I would commend to you passages like John 10 and the letter of 1 John for a more in depth, biblical treatment of assurance. In short, since it is God’s work through Christ that earns our salvation, our labors or lack thereof cannot bring about the loss of what God made possible through Christ. I believe the Bible teaches that genuine faith perseveres (see Allen’s quote of D.A. Carson above).

But the perseverance of our faith and the assurance of our faith are not necessarily the same. John the Baptist doubted Jesus’ identity after Herod imprisoned him (Matthew 11:2-19). Charles Spurgeon, famed pastor of the Metropolitan Tabernacle in London in the 1800s suffered periods where he doubted his salvation.

So how do we experience assurance? Author and pastor Greg Gilbert in his book Assured, encourages his readers to seek assurance of salvation in the following 4 ways. The first two he defines as the driving sources of assurance: the gospel of Jesus Christ and the promises of God. The third is the supernatural source of assurance: the witness of the Holy Spirit. And the fourth is the one we go to most often, but is only a confirming source: the fruits of obedience in our Christian lives. Gilbert’s book is helpful, and if you or someone you know is struggling with assurance, I would commend it.

Practically, Gilbert reminds us of the importance of focusing on God and Christ rather than on ourselves.

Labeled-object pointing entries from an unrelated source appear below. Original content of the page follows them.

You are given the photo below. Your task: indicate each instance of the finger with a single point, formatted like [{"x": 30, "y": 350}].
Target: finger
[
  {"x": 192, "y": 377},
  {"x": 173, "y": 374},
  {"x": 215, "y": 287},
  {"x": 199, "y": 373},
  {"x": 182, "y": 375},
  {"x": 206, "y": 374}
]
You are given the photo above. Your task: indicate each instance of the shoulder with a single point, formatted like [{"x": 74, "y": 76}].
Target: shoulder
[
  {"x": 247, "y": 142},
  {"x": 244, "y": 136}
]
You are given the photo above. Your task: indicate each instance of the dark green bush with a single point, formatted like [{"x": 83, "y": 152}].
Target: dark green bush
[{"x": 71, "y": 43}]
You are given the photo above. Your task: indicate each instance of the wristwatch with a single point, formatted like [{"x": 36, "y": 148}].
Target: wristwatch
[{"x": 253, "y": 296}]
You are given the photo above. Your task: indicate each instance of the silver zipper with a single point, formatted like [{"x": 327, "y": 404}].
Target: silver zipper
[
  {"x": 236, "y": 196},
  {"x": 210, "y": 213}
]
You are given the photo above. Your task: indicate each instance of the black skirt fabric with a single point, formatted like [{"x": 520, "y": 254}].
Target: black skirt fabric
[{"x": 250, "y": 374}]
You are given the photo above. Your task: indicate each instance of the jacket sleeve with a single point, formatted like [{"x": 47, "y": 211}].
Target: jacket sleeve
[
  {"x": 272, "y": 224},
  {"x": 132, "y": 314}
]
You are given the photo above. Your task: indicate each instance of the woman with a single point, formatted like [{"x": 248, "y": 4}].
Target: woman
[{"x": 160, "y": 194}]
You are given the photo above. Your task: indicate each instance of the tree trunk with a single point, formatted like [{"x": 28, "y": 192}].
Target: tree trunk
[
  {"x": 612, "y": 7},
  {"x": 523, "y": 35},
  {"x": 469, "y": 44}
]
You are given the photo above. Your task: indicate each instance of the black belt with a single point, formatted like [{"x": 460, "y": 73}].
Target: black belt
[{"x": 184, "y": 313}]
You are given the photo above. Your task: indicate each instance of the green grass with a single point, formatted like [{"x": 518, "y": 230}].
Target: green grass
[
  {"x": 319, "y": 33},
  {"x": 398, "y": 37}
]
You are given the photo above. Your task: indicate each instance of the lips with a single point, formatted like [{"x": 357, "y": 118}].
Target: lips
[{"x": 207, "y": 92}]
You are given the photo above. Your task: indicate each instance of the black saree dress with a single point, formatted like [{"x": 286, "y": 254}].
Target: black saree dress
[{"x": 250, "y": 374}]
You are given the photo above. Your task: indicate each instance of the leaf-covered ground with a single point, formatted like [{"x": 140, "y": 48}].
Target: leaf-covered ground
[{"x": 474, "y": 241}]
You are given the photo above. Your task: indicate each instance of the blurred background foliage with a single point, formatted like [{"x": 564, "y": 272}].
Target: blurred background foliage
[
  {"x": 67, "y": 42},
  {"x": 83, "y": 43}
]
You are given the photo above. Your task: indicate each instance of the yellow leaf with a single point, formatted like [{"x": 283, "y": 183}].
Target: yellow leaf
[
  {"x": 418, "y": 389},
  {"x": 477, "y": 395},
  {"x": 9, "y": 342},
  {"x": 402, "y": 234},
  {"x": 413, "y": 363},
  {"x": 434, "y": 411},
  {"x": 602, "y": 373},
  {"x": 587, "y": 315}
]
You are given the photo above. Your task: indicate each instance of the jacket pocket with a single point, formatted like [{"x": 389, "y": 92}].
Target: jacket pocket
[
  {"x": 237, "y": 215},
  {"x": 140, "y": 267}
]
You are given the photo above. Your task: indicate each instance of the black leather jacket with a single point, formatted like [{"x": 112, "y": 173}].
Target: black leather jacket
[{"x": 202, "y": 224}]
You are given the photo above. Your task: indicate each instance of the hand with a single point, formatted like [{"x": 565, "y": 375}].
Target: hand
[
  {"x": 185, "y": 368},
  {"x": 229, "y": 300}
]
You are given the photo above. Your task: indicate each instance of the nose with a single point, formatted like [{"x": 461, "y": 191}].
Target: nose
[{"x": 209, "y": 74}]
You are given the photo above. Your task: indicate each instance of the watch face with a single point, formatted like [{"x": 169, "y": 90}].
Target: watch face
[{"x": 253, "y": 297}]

The more trustworthy and faithful you learn God to be, the more you will trust him and the more certain you will be in that trust. What this means, in the most practical terms, is that you need to take specific action to remove your eyes from yourself and plant them on God. Read books about God, about theology, about who God is and what he has done, and read them for God’s own sake—to know him and love him and stand in awe of him—not just for the sake of figuring out what ‘applicational nugget’ you can walk away with. Meditate on God’s trinitarian nature, even if you can’t see an immediate application. Dwell on the intricacies of sacrifices and atonement, even if those details don’t seem ‘relevant.’ As you broaden your vision of God, you will find your love and awe of him deepening. And the result will be that you will trust him more. Your certainty that he will move heaven and earth to keep his promises will solidify. Even more, make sure you are a vital contributing member of a local church. Gather with brothers and sisters who are themselves engaged in the fight, sing hymns of praise to God, hear his Word read and preached, lift up your voice with them in prayer. What you will find is that fellowship with other believers will remind you of God’s promises, spiritually stabilize you, and reinvigorate you to continue the fight. Often the very best way to deepen our assurance of salvation is to peel our eyes off ourselves and put them on God and his people.

Greg Gilbert, Assured, 142-3.

We can know we are saved by believing in the gospel of Jesus Christ, trusting the promises of God, and being indwelt by the Holy Spirit. Gilbert is correct to connect assurance to the concrete rather than the subjective. When Jesus confronted John the Baptist’s doubt, he told John’s messengers, “The blind receive their sight and the lame walk, lepers are cleansed and the deaf hear, and the dead are raised up, and the poor have good news preached to them” (Matthew 11:5). He didn’t tell John to remember the day when he announced Jesus or to reflect on his “coming to faith.” He told John to reflect on the concrete miracles. Have a re-read of Hebrews 6. The writer feels sure of better things because God is not unjust and will not overlook the love and service of the church to one another (Hebrews 6:10).

Have more questions? Read through 1 John. Buy and read a copy of Assured by Greg Gilbert. Talk to a pastor or church leader who can help you discern the gospel of Jesus Christ and the promises of God.